Schluss mit dem Gesetzes-Wirrwarr!

Wien (OTS) - Derzeit gelten in Österreich von Bundesland zu Bundesland unterschiedliche Jugendschutzbestimmungen. "Das muss sich ändern", deponiert Patrick Rosner, Vorsitzender der Bundesjugendvertretung (BJV) im Vorfeld des von Jugendministerin Ursula Haubner einberufenen "Jugendschutzgipfels" die BJV-Forderungen. Rosner: "Ein österreichweit einheitliches Jugendschutzgesetz würde das derzeitige Dickicht an gesetzlichen Bestimmungen lichten und einige Absurditäten aus der Welt schaffen." Denn derer bietet der gegenwärtige Gesetzesdschungel beileibe schon zu viele. "Es kann nicht sein, dass in einer Welt, in der Mobilität und Flexibilität gefordert sind, Jugendliche von Bundesland zu Bundesland unterschiedlich behandelt werden", kritisiert Rosner.
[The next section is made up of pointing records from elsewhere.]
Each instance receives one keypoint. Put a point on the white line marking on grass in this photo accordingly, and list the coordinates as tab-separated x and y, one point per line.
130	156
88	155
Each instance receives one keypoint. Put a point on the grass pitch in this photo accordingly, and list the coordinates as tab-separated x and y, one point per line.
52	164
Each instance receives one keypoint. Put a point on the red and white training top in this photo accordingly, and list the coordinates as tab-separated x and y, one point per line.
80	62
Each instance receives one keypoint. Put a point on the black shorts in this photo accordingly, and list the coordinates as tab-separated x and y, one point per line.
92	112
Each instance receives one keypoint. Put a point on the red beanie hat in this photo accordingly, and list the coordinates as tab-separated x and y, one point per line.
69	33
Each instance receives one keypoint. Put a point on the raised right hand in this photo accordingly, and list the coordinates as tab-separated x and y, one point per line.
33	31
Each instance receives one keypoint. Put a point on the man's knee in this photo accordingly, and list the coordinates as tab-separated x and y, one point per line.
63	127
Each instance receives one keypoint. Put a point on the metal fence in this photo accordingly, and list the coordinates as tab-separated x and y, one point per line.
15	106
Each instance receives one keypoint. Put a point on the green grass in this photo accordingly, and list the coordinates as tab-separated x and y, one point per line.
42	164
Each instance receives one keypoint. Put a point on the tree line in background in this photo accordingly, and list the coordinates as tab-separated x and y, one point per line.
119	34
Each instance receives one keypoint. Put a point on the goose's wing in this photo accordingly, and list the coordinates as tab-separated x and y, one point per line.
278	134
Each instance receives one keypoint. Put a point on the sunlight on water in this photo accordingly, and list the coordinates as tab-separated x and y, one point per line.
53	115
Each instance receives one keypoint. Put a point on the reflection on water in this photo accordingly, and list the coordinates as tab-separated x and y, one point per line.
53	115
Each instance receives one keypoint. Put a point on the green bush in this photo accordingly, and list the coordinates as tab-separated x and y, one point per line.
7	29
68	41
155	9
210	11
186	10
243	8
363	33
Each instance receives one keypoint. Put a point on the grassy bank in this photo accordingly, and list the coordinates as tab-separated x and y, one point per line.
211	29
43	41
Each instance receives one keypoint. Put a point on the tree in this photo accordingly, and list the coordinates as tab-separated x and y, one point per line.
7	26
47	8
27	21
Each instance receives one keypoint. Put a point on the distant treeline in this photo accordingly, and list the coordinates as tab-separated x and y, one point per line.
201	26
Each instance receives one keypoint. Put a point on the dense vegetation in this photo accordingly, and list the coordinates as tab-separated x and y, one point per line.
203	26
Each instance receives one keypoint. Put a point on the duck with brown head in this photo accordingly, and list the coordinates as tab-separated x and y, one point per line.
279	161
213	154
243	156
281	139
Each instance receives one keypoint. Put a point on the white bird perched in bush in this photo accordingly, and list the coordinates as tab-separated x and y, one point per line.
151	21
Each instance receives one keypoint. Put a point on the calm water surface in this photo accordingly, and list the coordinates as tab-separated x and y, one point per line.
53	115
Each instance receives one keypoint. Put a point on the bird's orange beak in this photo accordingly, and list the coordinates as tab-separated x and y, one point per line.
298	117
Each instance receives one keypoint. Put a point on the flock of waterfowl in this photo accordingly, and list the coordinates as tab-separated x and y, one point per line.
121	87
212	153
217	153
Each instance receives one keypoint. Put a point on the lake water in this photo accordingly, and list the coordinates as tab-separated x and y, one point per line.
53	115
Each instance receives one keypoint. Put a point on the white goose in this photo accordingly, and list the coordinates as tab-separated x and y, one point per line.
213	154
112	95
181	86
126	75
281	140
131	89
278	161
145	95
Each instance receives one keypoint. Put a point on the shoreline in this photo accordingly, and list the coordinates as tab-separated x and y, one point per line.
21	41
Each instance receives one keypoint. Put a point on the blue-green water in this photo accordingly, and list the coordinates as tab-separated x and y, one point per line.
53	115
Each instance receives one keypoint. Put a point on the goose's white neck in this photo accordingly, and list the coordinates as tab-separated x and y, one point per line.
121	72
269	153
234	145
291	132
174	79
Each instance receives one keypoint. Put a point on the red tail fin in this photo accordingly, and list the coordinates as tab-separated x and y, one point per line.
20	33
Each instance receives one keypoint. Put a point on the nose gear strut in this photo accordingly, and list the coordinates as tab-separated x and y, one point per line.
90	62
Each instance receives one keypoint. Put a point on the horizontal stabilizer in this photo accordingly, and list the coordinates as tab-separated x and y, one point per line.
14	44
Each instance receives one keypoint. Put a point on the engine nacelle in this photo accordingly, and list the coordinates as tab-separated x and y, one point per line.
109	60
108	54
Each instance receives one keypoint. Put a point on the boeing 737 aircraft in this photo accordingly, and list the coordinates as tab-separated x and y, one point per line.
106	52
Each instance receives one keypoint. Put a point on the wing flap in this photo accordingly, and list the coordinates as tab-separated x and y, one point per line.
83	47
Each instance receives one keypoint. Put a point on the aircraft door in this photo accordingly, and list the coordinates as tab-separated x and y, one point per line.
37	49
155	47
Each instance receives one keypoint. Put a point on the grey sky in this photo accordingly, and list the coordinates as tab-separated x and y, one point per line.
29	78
Der BJV-Vorsitzende erhofft sich vom Jugendschutzgipfel konkrete Ergebnisse, unterstützten doch im Vorfeld des Gipfels sämtliche Parteien das jahrelange Engagement der BJV für eine bundeseinheitliche Regelung. "Alle Parteien fordern ein einheitliches Gesetz. Jetzt haben wir die Chance, es noch in dieser Legislaturperiode umzusetzen. Warum also noch lange zuwarten?", fragt Rosner. Allerdings dürfe die Neuregelung nicht zu einer Verschärfung der bestehenden Gesetze führen, sondern müsse die Selbstverantwortung der Jugendlichen stärken. Der BJV-Vorschlag sieht unter anderem ein Verkaufs- und Konsumverbot für Jugendliche unter 16 Jahren und die einfache Formel Lebensalter plus 10 (zum Lebensalter wird die Zahl 10 hinzugezählt) für die Ausgehzeiten vor. Damit unterstützt die Bundesjugendvertretung den Vorschlag der österreichischen Kinder- und JugendanwältInnen zur Harmonisierung der Jugendschutzbestimmung.

Konsequenterweise sollen die neun Landesgesetze vereinheitlicht und Bestimmungen zu den Rechten und Partizipationsmöglichkeiten von Kindern und Jugendlichen festgeschrieben werden. "Kompetenzstreitigkeiten zwischen Bund und Ländern dürfen nicht mehr länger zu Lasten der Jugendlichen gehen. Es ist höchste Zeit, damit Schluss zu machen", sieht Rosner dringenden Reformbedarf.